しかし、戦闘経験すらない俺は避けることもできずそのまま近くの木へと吹っ飛ばされた。
背中に重い衝撃が発生する。
意識も危うく飛ぶところだった。
背中を抑えながら立ち上がる。
その姿を見て、龍は少し驚いた表情をしていた。
「あの一撃をくらっても恐れを見せないとは……。うん、お主は特別に生かしてやろう」
「俺はいい。他の皆を開放してくれ」
「お断りじゃ!」
何かが潰れる音がした。
恐る恐るその方向に目をやると、さっきまでいたはずの少年の姿はなく、そこには龍の手がある。
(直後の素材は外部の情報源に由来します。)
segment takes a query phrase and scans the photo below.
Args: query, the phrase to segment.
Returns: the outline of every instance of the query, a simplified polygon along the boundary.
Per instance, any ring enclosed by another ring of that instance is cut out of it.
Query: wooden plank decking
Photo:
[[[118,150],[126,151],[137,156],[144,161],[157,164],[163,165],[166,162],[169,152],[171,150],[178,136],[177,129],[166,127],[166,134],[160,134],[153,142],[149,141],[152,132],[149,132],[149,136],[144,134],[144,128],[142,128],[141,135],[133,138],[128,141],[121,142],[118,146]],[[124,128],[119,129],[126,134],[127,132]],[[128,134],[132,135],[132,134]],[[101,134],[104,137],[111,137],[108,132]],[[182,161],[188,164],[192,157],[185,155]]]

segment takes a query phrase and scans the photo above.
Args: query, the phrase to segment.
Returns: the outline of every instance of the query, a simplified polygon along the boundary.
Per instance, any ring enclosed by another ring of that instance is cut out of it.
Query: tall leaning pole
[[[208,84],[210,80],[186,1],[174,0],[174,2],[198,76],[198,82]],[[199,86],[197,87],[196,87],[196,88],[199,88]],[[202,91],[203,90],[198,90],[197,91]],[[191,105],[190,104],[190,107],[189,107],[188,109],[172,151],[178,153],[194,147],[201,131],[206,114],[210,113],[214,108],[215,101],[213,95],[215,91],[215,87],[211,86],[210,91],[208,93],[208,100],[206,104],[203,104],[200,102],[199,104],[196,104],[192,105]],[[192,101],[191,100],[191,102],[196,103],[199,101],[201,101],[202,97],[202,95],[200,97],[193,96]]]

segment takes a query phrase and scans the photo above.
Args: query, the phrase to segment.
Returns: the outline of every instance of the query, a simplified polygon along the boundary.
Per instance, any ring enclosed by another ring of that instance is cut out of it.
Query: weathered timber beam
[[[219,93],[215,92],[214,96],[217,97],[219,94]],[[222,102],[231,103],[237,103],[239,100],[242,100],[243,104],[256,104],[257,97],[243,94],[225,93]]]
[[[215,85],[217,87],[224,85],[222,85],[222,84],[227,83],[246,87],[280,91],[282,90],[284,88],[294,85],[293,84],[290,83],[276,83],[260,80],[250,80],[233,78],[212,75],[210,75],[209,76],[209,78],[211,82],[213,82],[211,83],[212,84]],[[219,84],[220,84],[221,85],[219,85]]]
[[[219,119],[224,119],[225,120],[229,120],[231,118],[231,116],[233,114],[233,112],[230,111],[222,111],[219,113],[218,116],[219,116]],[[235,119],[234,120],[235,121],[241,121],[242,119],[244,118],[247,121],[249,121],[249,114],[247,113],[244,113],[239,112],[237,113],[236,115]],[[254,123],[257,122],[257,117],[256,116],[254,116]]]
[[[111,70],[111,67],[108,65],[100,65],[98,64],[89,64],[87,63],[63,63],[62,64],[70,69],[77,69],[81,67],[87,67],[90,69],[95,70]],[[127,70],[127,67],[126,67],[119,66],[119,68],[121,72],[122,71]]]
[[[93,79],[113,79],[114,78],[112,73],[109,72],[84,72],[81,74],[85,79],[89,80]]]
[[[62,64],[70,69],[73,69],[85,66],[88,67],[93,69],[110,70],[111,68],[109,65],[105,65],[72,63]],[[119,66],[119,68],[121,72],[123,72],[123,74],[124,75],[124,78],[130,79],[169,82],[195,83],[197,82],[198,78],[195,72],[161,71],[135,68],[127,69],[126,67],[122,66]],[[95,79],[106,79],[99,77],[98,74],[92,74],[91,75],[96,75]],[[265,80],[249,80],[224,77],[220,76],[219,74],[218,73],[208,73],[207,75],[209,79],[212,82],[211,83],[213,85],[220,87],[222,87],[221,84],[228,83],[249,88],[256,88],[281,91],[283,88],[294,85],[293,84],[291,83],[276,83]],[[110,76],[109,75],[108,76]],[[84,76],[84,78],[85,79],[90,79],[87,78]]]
そして、周りには赤い液体がその手の枠縁になっていた。
俺は恐怖のあまり、地面に嘔吐する。
とてもじゃないけど、これ以上少年の姿を見ることはできそうにない。
そうだ、麻里は、麻里は大丈夫なのだろうか。
俺は咄嗟に心配になり探す。
「探し物はこれかね?」
もう片方の龍の手にはしっかりと麻里が握り締められていた。
既に気絶しているようで、いくら呼んでも反応がない。
俺はとにかく近くにあった枝きれを持ちそれを龍に向かって投げた。
「ん? 何じゃ、少しかゆいではないか」
枝程度では全くと言っていいほど意味がない。
だからと言ってこれといった武器もない。
そして、龍の腕が上がって行き、段々と口元まで近づいていく。
「待ってくれ、頼む。待ってくれ」
「嫌じゃ、妾ももう待てぬ」
ついに、握っていた手を離して、麻里は龍の口に向かって落ちていく。
何も、何もできなかった。
龍は麻里を食べ終わると、泉の中へと姿を消していく。
その姿を俺はただ見ていることしかできなかったのだった。